Equifax lobbied to take away breach victims' right to sue


#1

Originally published at: https://boingboing.net/2017/09/09/depraved-indifference.html


#2

I don’t know how these people live with themselves.


#3

Still, most of their victims haven’t given up their right to sue, right? I mean, most people never check Equifax’s portfolio of lies about their credit history, so they won’t have clicked on any horseshit “agreement” even if it could have stood up in court.

It shouldn’t take more than a handful of millions of victims joining a class action suit to erase the company, and meanwhile hopefully the execs and board members who sold their shares can get squared away in prison without too much fuss.


#4

http://money.cnn.com/2017/09/07/pf/victim-equifax-hack-how-to-find-out/index.html

If you sign up for Equifax’s offer of free protection, you may be limiting your rights to sue and be forced to take disputes to arbitration. But you can opt out of that provision if you notify the company in writing within 30 days.


#5

But Capitalism will save America! Right guys?

… guys?


#6

In a class action suit, the lawyers get millions or billions while the victims get maybe $3 each.

Meanwhile, that is one of only 3 companies in the business. To erase it would upset the balance of power, so it is too big to fail and the government will have to give it a bailout - giving the company hundreds or thousands of dollars from the victim’s taxes.

#latestagecapitalism


#7

Proving once again that just because a company has limited liability, does not mean there’s a corresponding limit on how much damage that company can do.


#8

Krebs says that there are four.

Depending on your state of residence and your circumstances, you may also have to pay a small fee to place a freeze at each bureau.

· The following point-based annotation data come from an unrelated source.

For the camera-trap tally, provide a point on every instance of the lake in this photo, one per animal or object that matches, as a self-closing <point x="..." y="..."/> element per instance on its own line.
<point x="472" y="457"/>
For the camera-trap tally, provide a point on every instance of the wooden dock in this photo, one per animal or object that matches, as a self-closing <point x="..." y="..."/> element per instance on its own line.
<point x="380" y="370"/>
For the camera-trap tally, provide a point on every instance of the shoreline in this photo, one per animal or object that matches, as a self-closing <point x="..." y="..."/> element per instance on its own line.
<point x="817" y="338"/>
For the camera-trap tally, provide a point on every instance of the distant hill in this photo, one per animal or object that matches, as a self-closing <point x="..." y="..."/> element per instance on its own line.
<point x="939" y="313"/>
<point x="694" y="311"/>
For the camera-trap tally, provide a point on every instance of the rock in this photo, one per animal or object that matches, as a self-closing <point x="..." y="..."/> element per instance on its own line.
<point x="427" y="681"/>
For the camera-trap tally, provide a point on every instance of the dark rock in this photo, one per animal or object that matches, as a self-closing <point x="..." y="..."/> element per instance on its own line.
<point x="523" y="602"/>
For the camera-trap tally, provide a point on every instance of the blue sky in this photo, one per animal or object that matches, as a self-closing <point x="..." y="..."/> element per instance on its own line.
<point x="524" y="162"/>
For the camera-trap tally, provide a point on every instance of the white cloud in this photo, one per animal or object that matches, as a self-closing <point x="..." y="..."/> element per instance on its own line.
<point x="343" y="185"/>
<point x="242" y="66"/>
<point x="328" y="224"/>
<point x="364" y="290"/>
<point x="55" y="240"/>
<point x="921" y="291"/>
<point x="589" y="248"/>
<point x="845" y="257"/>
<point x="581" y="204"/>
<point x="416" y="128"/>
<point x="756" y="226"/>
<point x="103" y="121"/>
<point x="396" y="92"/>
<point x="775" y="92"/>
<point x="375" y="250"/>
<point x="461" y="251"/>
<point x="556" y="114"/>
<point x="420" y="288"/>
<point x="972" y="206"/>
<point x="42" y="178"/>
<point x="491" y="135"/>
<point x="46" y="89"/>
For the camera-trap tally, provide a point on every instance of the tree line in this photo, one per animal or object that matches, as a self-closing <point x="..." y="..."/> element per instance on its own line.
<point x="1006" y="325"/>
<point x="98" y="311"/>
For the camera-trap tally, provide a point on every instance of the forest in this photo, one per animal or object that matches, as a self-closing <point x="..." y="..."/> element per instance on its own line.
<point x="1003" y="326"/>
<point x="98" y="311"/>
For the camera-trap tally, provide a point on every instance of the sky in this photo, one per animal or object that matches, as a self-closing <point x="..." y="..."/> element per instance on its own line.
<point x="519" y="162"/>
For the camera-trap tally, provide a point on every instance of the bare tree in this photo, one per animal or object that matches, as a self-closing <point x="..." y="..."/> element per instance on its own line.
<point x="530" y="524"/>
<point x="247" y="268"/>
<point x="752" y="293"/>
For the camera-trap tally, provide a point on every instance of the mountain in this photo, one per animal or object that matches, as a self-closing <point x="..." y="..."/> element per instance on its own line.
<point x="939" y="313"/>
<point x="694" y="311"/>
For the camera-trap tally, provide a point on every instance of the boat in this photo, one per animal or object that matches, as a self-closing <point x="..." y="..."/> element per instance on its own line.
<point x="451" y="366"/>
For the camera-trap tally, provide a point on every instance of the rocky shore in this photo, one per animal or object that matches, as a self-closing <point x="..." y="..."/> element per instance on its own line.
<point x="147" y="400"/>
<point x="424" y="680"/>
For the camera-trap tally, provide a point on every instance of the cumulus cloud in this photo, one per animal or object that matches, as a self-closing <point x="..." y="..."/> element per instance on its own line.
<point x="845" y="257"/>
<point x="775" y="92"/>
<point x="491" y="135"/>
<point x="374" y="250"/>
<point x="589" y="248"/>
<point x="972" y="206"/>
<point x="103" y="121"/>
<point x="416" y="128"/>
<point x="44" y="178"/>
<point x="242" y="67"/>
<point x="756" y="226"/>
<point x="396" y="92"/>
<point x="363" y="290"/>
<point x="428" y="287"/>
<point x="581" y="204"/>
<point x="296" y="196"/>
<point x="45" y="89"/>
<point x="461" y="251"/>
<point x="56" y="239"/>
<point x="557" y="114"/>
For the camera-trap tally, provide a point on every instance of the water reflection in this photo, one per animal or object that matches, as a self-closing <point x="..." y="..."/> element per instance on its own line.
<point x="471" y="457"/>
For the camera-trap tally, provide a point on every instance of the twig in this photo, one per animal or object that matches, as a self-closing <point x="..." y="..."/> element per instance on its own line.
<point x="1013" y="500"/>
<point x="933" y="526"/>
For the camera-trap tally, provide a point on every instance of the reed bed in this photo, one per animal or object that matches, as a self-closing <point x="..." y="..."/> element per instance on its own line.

There are four consumer credit bureaus, including Equifax, Experian, Innovis and Trans Union.


#9

With a lot of money.


#10

So their entire argument essentially boiled down to “We are wildly guilty and this is one of the few areas where there is some risk of consequences; that’s why we need to be exempt from it.”

How perversely honest of them.


#11

Oh, yeah, I forget that.

The revolution is coming. Can’t start early enough.

Will solve that problem.


#12

That might be the call, but I’m not sure credit scoring agencies are really that indispensable to the economy. I have a sneaking feeling that if the whole industry were eliminated, banks and retailers would find equally good or better ways to make credit decisions. Such as flipping a coin, for example.


#13

I’m looking forward to this, a lot :smiling_imp:


#14

Let’s have an experiment with Equifucks, and reject the notion of “too big to fail.”

Send all the senior execs off to prison, liquidate the company’s assets and distribute it to those who have been doxed, with possibly a small set-aside to provide some relief for the low level employees who genuinely had no knowldedge or control over events.


#15

They’re not, but politicians might consider their lobbying money indispensable.